Teetotallers are freeloading in restaurants. That dawned on me after reading John Lethean on high restaurant wine markups.
Mr Lethlean knows what he is writing about. By his own calculation he spent a million dollars of Rupert Murdoch’s money gleaning the information for his weekly restaurant reviews in The Australian. Now he has retired from that arduous chore he is clearly more aware of the cost of eating out.
In a reminiscence about his career ar the weekend he listed his seven big gripes. Number six focussed on wine ‘… Spending ridiculous amounts on readily available, highly marked-up wines with virtually no value-adding in terms of cellaring, presentation and stemware’.
Legitimate that criticism may be but high markups on wine prices not withstanding, restaurants are no sure fire way to make an exorbitant profit. The alternaive to gaining excessive dollars from selling wine would be to earn more money from higher food prices.
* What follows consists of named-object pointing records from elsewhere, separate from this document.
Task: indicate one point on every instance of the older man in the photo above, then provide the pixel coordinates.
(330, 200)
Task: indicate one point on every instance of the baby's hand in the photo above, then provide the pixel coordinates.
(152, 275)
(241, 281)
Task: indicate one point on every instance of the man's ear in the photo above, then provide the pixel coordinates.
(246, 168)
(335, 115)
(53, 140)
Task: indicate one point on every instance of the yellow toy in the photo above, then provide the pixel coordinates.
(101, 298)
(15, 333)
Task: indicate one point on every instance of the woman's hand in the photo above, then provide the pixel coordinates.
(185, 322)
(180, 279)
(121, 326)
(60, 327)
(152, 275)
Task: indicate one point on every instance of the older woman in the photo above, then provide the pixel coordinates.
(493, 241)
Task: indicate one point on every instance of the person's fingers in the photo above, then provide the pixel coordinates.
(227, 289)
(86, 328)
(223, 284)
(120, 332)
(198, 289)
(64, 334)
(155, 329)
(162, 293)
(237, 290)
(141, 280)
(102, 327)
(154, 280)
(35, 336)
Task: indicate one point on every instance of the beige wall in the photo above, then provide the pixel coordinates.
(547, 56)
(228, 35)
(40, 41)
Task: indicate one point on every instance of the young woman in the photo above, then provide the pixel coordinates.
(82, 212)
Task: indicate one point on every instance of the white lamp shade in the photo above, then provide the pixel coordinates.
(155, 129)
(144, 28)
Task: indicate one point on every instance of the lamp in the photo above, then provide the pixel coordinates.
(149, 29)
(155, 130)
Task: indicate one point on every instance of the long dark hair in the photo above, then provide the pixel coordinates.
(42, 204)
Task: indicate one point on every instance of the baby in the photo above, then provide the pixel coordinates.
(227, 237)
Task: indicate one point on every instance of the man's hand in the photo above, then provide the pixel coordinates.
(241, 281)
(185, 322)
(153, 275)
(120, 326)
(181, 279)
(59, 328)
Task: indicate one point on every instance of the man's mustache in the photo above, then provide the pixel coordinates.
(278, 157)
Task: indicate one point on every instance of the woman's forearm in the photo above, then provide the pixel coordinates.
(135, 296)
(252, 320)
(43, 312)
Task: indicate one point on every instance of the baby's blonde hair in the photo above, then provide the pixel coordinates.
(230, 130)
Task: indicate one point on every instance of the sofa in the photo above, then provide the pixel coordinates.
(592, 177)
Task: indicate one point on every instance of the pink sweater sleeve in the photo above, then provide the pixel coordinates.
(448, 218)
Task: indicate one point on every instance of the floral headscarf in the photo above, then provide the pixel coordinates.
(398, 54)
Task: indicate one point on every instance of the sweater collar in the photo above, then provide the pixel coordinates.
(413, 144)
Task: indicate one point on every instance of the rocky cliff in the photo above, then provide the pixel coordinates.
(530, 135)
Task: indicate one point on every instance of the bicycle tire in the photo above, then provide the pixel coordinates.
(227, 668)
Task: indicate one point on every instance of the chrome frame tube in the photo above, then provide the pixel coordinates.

Which brings me to my realisation that the drinkers are subsidising the non-drinkers. Teetotallers are freeloading in restaurants!
Many years ago when a part owner of Nobbs in Canberra’s Manuka I put a little wine shop inside the restaurant. The food menu was a tad more expensive but the wines were the same price as at my other liquor stores. I certainly did not get rich but it seemed to work.
And why shouldn’t it? There are many bring-your-owns surviving around the country chargng no or only modest corkage.